Professor Rosemary Joyce

"From Kitty Litter to Granite: The Archaeology of Nuclear Waste"
UC Berkeley Anthropology & Hearst Museum

Rosemary Joyce is internationally recognized as a specialist in sex and gender in the past, basing her analyses on art, burials, and the remains of households. In her book, Ancient Bodies, Ancient Lives (Thames and Hudson 2008), she presents the results of global research on sex and gender by archaeologists for interdisciplinary scholars. As an anthropological archaeologist, she conducted field research in Honduras for more than 30 years. She has excavated some of the earliest villages in Central America, dating to 1500-500 BC; the largest settlement in the region, dating 500-1000 AD; and most recently (2008-2009), an 18th century Spanish fort on the Caribbean coast.

Her research on early villages resulted in the identification of traces of cacao (the plant yielding chocolate) dating to at least 1100 BC and led to reassessment of the role of this plant in the cultures of Central America. An important and continuing part of her work has been the exploration of the ethics and political contexts of archaeological research. This includes work assessing the impacts on cultural heritage policy of the 2009 coup d'etat in Honduras. Part of her cultural heritage research involves contributing to the creation of new museums and interpretive centers in Honduras. Her two most recent books, Painted Pottery from Honduras: Object Lives and Itineraries (Brill 2017) and Material Relations: The Marriage Figures of Prehispanic Honduras (with Julia Hendon and Jeanne Lopiparo; University Press of Colorado 2014) are products of her field and museum research.

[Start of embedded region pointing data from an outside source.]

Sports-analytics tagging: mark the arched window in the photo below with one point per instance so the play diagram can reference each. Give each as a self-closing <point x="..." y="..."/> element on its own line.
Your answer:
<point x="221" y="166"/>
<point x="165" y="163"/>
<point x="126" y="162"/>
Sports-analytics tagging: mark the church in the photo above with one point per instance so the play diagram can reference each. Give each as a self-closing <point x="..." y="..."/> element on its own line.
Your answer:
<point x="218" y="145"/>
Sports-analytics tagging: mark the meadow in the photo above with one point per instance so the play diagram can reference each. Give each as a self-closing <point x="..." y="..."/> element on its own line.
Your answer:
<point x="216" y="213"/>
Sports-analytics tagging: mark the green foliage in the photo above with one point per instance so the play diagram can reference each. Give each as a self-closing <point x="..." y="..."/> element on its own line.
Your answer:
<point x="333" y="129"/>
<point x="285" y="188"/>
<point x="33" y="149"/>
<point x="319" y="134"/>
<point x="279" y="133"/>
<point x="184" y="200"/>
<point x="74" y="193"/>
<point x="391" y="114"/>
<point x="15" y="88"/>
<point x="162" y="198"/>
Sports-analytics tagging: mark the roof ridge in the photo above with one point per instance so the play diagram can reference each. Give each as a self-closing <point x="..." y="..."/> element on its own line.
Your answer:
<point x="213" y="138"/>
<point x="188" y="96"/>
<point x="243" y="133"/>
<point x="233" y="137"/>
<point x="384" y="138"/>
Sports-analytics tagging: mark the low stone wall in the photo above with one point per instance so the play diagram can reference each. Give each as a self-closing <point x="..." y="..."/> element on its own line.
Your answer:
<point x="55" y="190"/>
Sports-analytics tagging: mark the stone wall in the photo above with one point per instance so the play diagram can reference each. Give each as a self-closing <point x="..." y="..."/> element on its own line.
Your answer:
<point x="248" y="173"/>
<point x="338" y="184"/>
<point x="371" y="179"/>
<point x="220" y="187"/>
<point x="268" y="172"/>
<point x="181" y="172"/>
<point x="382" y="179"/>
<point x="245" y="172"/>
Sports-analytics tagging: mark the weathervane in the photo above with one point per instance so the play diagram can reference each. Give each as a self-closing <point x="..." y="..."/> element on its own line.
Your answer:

Rosemary Joyce currently directs a major project supported by a multi-year grant from the National Endowment for the Humanities to improve scholarly access to a microfilm collection that duplicates the main colonial archive for Central America, the Archivo General de Centroamérica.

Her work in cultural heritage is in part based in her history as a museum anthropologist, a field in which she teaches at Berkeley. She was Assistant Director of the Peabody Museum at Harvard University (1986-1989), and Director of the Hearst Museum of Anthropology at Berkeley (1994-1999). She has published essays on contradictions in the definition of world heritage sites and the way archaeologists evaluate the significance of archaeological sites; on the role of nationalism in archaeology; and the way expertise is mobilized in international consulting. She is completing research on antiquities collecting by North American and European museums and histories of archaeology in Central America.

Her forthcoming book from Oxford University Press (expected in December 2019) builds on all of these strands applied to understanding proposals made by the US Government to mark nuclear waste repositories over the long term, which she likens to the curation of archaeological sites as World Heritage, and compare to Land Art projects created in the US West.